The Sydney gunman and Charlie Hebdo
Connection between the two acts puts the perpetrators on different sides of the free speech debate.

Parallels have been drawn this week between the massacre in Paris, and the siege in Sydney last month.
Both were brutal, appalling attacks on innocent people.
But there’s another connection which puts the perpetrators on different sides of a crucial debate.
A few cartoons in response to this week’s attacks have played with the idea of the pen versus the sword: that freedom of speech is vital in a free, democratic society. Offence is, often, an inevitable, necessary by-product.
‘”I am Charlie” might be a modern-day paraphrase of Voltaire’s famous line: “I disapprove of what you say, but I will defend to the death your right to say it.”
I was reminded of someone else who used a version of the pen/sword analogy. Before he became gruesomely infamous for his bloody siege in Sydney, Man Haron Monis’ most famous TV appearance was a rant outside a Sydney court where he invoked his own version of the phrase.

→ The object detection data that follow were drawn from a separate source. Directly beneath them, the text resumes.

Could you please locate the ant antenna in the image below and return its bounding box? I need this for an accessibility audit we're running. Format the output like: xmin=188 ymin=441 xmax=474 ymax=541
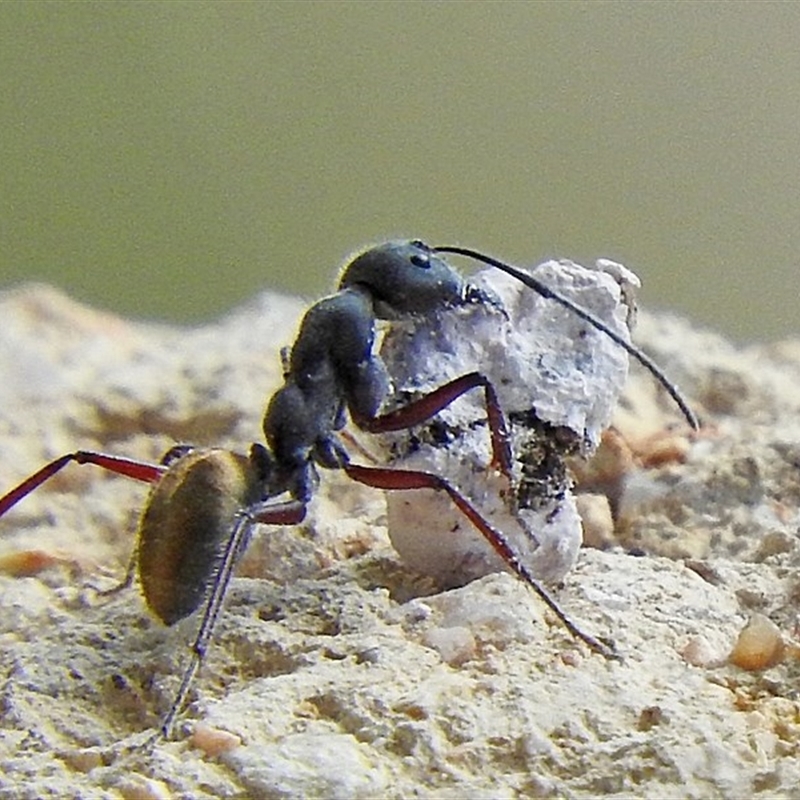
xmin=433 ymin=246 xmax=700 ymax=431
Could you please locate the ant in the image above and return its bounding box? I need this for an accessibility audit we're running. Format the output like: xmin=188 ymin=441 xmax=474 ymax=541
xmin=0 ymin=240 xmax=698 ymax=738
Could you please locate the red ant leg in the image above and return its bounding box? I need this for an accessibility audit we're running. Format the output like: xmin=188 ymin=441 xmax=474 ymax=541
xmin=353 ymin=372 xmax=512 ymax=477
xmin=343 ymin=464 xmax=619 ymax=658
xmin=0 ymin=450 xmax=166 ymax=517
xmin=161 ymin=500 xmax=306 ymax=739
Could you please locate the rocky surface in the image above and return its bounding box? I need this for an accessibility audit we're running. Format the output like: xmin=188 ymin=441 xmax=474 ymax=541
xmin=0 ymin=276 xmax=800 ymax=798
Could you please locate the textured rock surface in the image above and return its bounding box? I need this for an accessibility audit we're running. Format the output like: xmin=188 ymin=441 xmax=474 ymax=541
xmin=0 ymin=280 xmax=800 ymax=798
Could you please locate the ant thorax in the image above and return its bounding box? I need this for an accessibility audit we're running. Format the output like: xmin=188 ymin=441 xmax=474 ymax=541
xmin=378 ymin=260 xmax=639 ymax=585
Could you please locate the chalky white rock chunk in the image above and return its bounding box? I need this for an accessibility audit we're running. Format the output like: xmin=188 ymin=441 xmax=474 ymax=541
xmin=381 ymin=260 xmax=639 ymax=585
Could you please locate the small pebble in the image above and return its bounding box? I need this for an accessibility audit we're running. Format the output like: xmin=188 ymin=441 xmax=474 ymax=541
xmin=728 ymin=614 xmax=786 ymax=671
xmin=189 ymin=722 xmax=242 ymax=758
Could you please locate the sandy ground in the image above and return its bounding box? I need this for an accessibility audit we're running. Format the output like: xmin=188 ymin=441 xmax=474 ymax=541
xmin=0 ymin=276 xmax=800 ymax=798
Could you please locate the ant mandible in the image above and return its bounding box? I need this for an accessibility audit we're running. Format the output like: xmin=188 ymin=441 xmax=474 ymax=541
xmin=0 ymin=240 xmax=698 ymax=738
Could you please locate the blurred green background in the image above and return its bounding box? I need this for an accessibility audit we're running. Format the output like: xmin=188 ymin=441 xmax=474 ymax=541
xmin=0 ymin=0 xmax=800 ymax=341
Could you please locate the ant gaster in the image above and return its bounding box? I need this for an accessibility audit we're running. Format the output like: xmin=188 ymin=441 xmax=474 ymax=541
xmin=0 ymin=240 xmax=697 ymax=737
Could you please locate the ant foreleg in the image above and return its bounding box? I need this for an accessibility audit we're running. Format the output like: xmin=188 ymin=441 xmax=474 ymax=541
xmin=0 ymin=450 xmax=166 ymax=517
xmin=351 ymin=372 xmax=512 ymax=478
xmin=161 ymin=500 xmax=306 ymax=739
xmin=343 ymin=464 xmax=619 ymax=659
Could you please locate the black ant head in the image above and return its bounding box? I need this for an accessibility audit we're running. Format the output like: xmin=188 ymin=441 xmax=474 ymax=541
xmin=339 ymin=239 xmax=467 ymax=319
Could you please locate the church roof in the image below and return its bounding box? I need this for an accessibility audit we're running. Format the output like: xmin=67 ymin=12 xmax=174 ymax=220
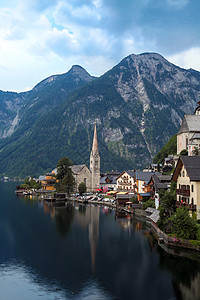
xmin=172 ymin=156 xmax=200 ymax=181
xmin=178 ymin=115 xmax=200 ymax=134
xmin=190 ymin=133 xmax=200 ymax=140
xmin=70 ymin=165 xmax=86 ymax=174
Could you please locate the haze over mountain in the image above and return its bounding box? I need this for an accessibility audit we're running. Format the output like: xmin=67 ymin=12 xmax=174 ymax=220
xmin=0 ymin=53 xmax=200 ymax=175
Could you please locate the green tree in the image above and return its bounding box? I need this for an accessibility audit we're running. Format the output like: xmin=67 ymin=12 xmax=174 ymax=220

“This pen is my gun and these words are my bullets,” he said, waving a pen in the air.
Monis had written deeply offensive letters to families of soldiers killed in Afghanistan letters that, in the words of the court, referred to husbands and sons in a “denigrating and derogatory fashion”. He called the dead soldiers “pigs” and “murderers”. He’d urged their families to petition the Australian government to remove its troops from Afghanistan.
Nasty stuff. But illegal?
Well, in Austraila, yes. Although only just.
Monis was convicted under an Australian law that prohibits using the postal service in a way that “reasonable persons would regard as being, in all the circumstances, menacing, harassing or offensive”.
Monis appealed. He claimed the law violated his right to freedom of speech.
New South Wales’ Supreme Court found against Monis, twice. So he appealed to Australia’s Federal High Court.
It split: three of six appeal court judges said Monis’ offence was constitutional: that the conviction should stand. But three judges did not – agreeing, essentially, with Monis that his conviction violated his freedom of speech.
Needing a majority of judges to overturn the lower court’s decision, though, Monis’ conviction stood.
And, later, Monis – sickeningly – expressed himself not with pen – but with real bullets and a real gun.
Monis was a deranged man with a criminal history. He was facing charges in connection with the murder of his ex-wife, and a number of other charges of sexual assault.
But on the narrow issue of freedom of speech, he was – on paper – on the same side as those supporting the right of Charlie Hebdo to print what it wanted the right to free speech – the right to offend.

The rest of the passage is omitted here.